The colonel, in his nighttime sweats, the exec still in camos, and S-2, also still in camos, sat around the working table under the now-dead monitor on which they’d watched the fate of 2-2 play out. Cigarettes were consumed, and the colonel had the whiff—just the tiniest—of bourbon to him.
“Should we notify higher HQ, sir? The Agency liaison? At least helos at Ripley so we can put a bird airborne to get him out if he calls in again and needs emergency extract, no matter what he says tonight.”
“Negative, negative,” said the colonel. “I don’t like the way they were jumped and that the shooters knew exactly who they were.”
“Sir, it could have just been Taliban assholes.
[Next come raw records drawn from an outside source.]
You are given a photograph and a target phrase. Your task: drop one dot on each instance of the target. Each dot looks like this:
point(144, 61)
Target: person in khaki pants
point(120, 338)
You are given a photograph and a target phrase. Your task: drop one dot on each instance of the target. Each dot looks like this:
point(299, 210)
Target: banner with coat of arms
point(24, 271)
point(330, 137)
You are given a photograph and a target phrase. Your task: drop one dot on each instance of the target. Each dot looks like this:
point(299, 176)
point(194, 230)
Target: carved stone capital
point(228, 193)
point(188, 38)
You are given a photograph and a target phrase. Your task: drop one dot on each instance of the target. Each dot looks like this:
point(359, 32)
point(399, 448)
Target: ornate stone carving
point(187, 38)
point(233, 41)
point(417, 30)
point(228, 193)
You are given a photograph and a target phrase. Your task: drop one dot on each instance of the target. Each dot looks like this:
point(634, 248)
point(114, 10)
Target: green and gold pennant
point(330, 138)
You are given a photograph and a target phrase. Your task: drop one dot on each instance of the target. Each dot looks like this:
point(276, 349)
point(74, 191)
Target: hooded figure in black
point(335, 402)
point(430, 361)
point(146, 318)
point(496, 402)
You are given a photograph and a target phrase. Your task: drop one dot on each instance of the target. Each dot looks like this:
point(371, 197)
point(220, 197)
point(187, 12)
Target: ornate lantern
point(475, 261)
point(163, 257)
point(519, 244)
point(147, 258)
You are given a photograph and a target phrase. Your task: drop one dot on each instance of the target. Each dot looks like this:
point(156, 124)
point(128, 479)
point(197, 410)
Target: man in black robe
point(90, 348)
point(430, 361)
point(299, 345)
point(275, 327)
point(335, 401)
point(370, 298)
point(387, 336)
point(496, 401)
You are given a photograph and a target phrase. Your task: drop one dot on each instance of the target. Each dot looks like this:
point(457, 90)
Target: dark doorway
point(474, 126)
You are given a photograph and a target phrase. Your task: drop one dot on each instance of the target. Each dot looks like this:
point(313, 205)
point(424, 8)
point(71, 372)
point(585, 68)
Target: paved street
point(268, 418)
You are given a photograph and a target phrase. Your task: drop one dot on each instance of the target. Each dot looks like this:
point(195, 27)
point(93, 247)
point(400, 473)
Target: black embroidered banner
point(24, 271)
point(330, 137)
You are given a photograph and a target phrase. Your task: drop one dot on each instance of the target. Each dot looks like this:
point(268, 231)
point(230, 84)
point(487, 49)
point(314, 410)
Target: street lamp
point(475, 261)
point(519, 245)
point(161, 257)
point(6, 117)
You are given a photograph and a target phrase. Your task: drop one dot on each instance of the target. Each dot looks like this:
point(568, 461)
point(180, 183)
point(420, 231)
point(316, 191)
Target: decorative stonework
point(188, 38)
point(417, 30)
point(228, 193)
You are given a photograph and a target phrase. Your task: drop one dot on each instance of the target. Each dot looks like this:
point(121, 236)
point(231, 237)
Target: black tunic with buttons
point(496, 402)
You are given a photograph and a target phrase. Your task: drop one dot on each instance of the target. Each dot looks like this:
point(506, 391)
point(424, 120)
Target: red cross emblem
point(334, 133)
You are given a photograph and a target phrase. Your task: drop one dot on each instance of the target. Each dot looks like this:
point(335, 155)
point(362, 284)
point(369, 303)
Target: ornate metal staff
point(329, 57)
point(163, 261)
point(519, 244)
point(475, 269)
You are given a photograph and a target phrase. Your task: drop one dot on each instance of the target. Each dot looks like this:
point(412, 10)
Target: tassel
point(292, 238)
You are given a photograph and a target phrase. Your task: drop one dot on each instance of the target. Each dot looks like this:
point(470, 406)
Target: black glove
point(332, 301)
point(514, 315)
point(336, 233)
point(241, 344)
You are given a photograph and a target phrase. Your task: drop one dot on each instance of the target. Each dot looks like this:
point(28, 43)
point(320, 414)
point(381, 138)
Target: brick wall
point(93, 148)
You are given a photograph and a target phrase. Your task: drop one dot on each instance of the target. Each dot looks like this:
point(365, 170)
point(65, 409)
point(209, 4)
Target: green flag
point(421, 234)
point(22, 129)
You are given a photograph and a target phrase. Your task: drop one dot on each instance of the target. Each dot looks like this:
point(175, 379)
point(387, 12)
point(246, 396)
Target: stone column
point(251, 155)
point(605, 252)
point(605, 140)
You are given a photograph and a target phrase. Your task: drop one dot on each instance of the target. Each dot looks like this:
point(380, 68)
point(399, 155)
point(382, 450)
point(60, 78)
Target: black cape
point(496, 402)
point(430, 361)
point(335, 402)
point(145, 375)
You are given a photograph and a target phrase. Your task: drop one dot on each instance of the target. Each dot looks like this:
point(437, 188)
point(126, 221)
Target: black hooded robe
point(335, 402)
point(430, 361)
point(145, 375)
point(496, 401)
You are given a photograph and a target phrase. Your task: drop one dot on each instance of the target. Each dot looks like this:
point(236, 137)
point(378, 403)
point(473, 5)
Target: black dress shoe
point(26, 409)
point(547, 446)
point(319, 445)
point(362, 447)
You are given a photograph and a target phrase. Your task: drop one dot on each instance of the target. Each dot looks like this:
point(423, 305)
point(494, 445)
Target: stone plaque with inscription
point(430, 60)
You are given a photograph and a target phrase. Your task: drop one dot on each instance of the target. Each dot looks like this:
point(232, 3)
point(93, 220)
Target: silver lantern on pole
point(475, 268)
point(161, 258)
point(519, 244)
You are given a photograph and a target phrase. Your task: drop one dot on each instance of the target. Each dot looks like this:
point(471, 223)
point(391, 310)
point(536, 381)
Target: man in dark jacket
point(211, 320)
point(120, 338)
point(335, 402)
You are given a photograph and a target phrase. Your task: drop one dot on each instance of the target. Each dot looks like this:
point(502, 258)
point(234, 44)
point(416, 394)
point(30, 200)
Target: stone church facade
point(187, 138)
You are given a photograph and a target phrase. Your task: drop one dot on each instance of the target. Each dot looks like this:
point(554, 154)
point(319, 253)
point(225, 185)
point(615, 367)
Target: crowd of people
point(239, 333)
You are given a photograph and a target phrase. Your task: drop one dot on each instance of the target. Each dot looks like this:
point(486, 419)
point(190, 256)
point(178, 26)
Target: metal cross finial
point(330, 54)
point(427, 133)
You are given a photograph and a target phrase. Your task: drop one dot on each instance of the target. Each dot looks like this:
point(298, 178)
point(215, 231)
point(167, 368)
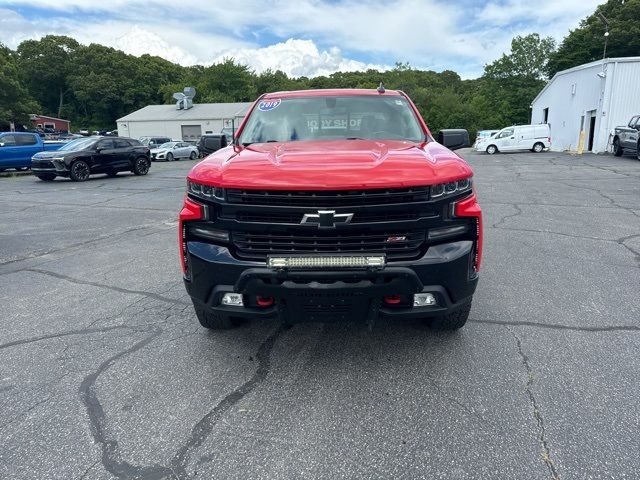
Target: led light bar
point(338, 261)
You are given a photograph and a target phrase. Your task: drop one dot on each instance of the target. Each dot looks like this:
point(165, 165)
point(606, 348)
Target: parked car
point(483, 135)
point(518, 137)
point(626, 139)
point(212, 143)
point(359, 216)
point(17, 148)
point(83, 157)
point(171, 151)
point(154, 142)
They’ll shoot up anything and say it was God’s will.”
“These guys were not Taliban. They were too disciplined. They were all in prone, they were in a good tactical array, when they moved, they moved professionally, not like hadjis going to a book burning.
And let’s not forget: they hit the target. No, we’ll keep this to ourselves. It’s our party, we invented it, it’s our man, our materiel, our mission. No, this is for us. Tomorrow I want a patrol in force to head out on the road to Qalat and I want a lot of other smaller patrol activity in that sector. I want Humvees all over the place, lots of corpsmen and sniper teams. Lots of marine presence and I want the troops on the alert in case Ray needs help fast or needs a place to go to with a pack of hadjis on his ass.”
“Yes, sir,” said the exec. “I’ll draft the orders.”
The colonel turned to S-2.
“Will we be able to eyeball him from above at that time tomorrow, or is the satellite somewhere helpful, like Hawaii or Omaha?”
“We only get real-time satfeed from 1400 through about 1530 tomorrow, sir.”
“Ach,” said the colonel. “That is not pleasing. S-Two, try to think of something that might please me. Think real hard. I know you can do it.”
“Sir, I can request that the Agency task a recon Predator tomorrow and get us a real-time feed while this thing is going down.”
“And what are our chances that these wonderful folks will cooperate with us?”